“Any women’s clothes in there are yours to do with as you like,” Roan said.
“You don’t think your wife might want them someday?” she asked, the words slipping out before she realized.
She glanced up at Roan, and it was her turn to blush red. “I’m sorry. I didn’t mean—”
“You make a good point,” he said before she could try to explain herself. “But I think it unlikely that the future Mrs. Alder would even know these were here in the first place, and we could use them now. And if all you want to do is turn them into blankets for orphans, I don’t care. Nat has just as much right to them as I do, I suppose, and I’m sure someone at his orphanage could use them. They always have need.”
He stared down at the crate pensively, and Abigail cocked her head. “Do you want me to dig and see if there are any of your grandfather’s clothes here, too?”
“I doubt there are,” he said with a shrug. “My father had no issues taking what he wanted from my grandfather.” He put the lid back on the crate and moved on to the next one, as if to say that the topic was closed, too.
Inside were a set of teacups and a teapot, a beautiful collection with pink roses decorating them.
“Your grandmother must have loved roses,” she said, taking a cup out of its straw nest and looking it over.
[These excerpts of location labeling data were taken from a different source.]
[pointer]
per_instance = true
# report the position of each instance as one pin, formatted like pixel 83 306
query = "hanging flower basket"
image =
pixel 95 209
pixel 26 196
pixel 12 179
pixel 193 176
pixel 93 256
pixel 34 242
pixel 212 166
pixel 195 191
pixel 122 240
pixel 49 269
There was a small chip in this one, and the sight made her smile. They were clearly well-loved.
“We used to have tea parties with them,” Roan said, the words falling out like he couldn’t contain them. “Before my father found out.”
Abigail looked up at him in surprise, the bitterness of the words a strong contrast to the fondness of the sentence before it.
Had he had a difficult relationship with his father, too?
“Bring it all down,” Roan said, waving his hand. “It does no one any good up here, and bringing it down makes far more sense. It’s one more thing we can go through while we’re stuck here.”
“Did you give up on fixing things in the front today?” Abigail asked. “I’ve hardly seen you at all.”
“I was going over the books,” he said, dragging his hands down his face. “Not that I made much progress. It seems all they do is frustrate me.”
“I could help,” Abigail offered.
Roan glanced at her and frowned. “I’m not paying you to help with the books,” he said.
He was clearly hung up on the payment issue.
“You don’t have to pay me,” Abigail said. “I’ll help anyway.”
Roan eyed her curiously, then shook his head. “Let’s just get these out of here,” he said.
They dragged all the crates to the edge of the hole in the ceiling, and Roan made Abigail go down first for modesty, before climbing down onto a rung near the top himself.
Beastie whined and Abigail reached for her and patted her head. “Don’t worry,” she murmured to the dog, even as she worried herself.
He stood at the top of the ladder, reaching up into the hole to grab a crate, passing them down to Abigail.
“Be careful,” she said as the ladder began to wobble on the fourth crate.
“I’m fine,” Roan muttered. “Stop worrying about me.”
Worrying about him was most of her job, but perhaps it was best not to point that out. She took the fifth and final crate from his hands, and he disappeared into the hole one more time before returning with the lantern.
They gathered near the first crate, which only held his grandmother’s clothes. Beastie wormed her way between them, sniffing each item as they took it out and inspected it.
The second crate held the tea set and a few other fine dishes—far too fine for the tavern. The men would break them instantly. “We should give these to your brother, if he can use them,” Abigail announced as she put the tea set back.
The third crate held some books, which Roan announced could be given to the town’s new library, and the fourth crate held tools and kitchenware.
“Last chance,” Roan said as he pried off the lid of the final crate.
Abigail squealed in delight as a large patchwork quilt and what could only be a down-filled quilt appeared.